Can My Forehead Scar Be Removed Through The Use Of Tissue Expanders?
Q: Dr. Eppley, I have a depressed forehead scars right in the middle of my forehead, parts of which contain pigment from a previous birthmark removal. I am desperate and need a doctor to help me. I know you are one of the best and I trust your opinion. I was researching and thought that the use of tissue expansion may be hekpful in its removal. I figured you can make the insision through my eyebrow for the flap/scar for the tissue expander. I am also interested in hair line lowering but not sure you can combine both procedures. I am open minded to ideas .I just need this fixed.
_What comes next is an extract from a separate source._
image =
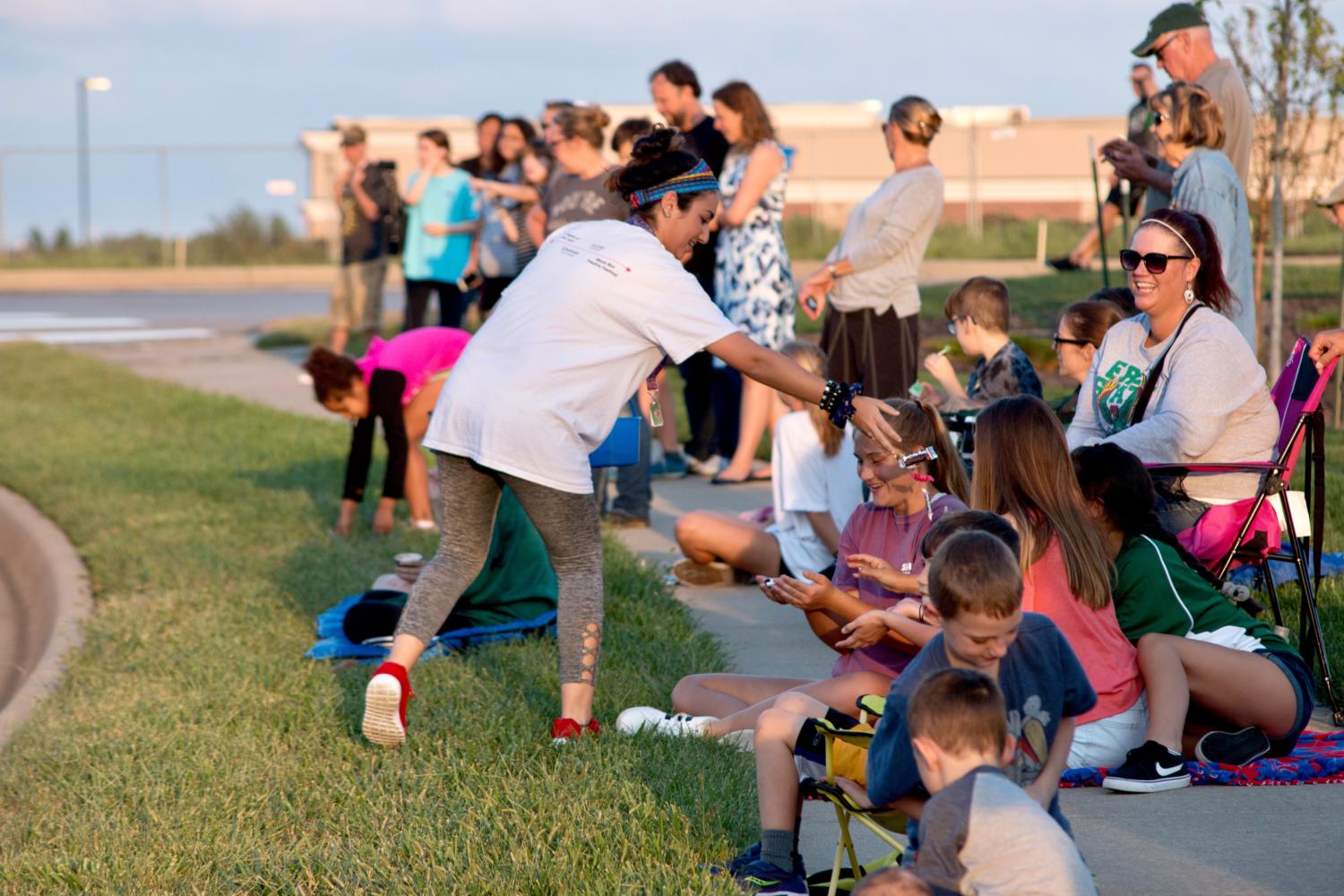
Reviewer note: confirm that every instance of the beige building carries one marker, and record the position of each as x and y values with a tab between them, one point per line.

A: Thank you for sending your pictures. Your forehead scar is more vertically-oriented than circular perhaps from a previous surgical excision of a congenital nevus, hence the residual pigment. Regardless of its origin, let me clarify for you some basic misconceptions that you have about its potential surgical improvement. First, tissue expansion is a reconstructive technique that is way beyond what is needed for your scar revision. While it is a wonderful reconstructive technique for creating more forehead skin, your scar problem does not merit such an aggressive approach. In other words, the magnitude of the solution (tissue expansion) does not match the smaller severity of the problem. (scar) When such mismatches occur, other aesthetic issues arise that are usually worse than the original problem. in the case of tissue expansion, this means a larger scalp incision is needed for its placement (and an additional scar elsewhere), it requires a two-stage surgery (cost) and the inconvenience of walking around with an obvious mass in the middle of your forehead between the first and second surgery for a few weeks. (plus you have to be able to do the daily or weekly tissue expansion by needle on your own) Secondly, no access to the forehead can be obtained through the eyelid or brow area. There is a large nerve there that would have to be cut to do it giving you permanent forehead and scalp numbess. Plus an eyelid incision is neither big enough to place a tissue expander nor is scarless in someone with substantial skin pigment. (postoperative scar hyperpigmetation)
On a more practical basis, what you need is a much simpler approach…direct scar excision with complete forehead skin mobilization (done through the scar) to alleviate tension of the forehead skin closure after the scar is revised. This could easily be combined with a hairline lowering/scalp advancement procedure.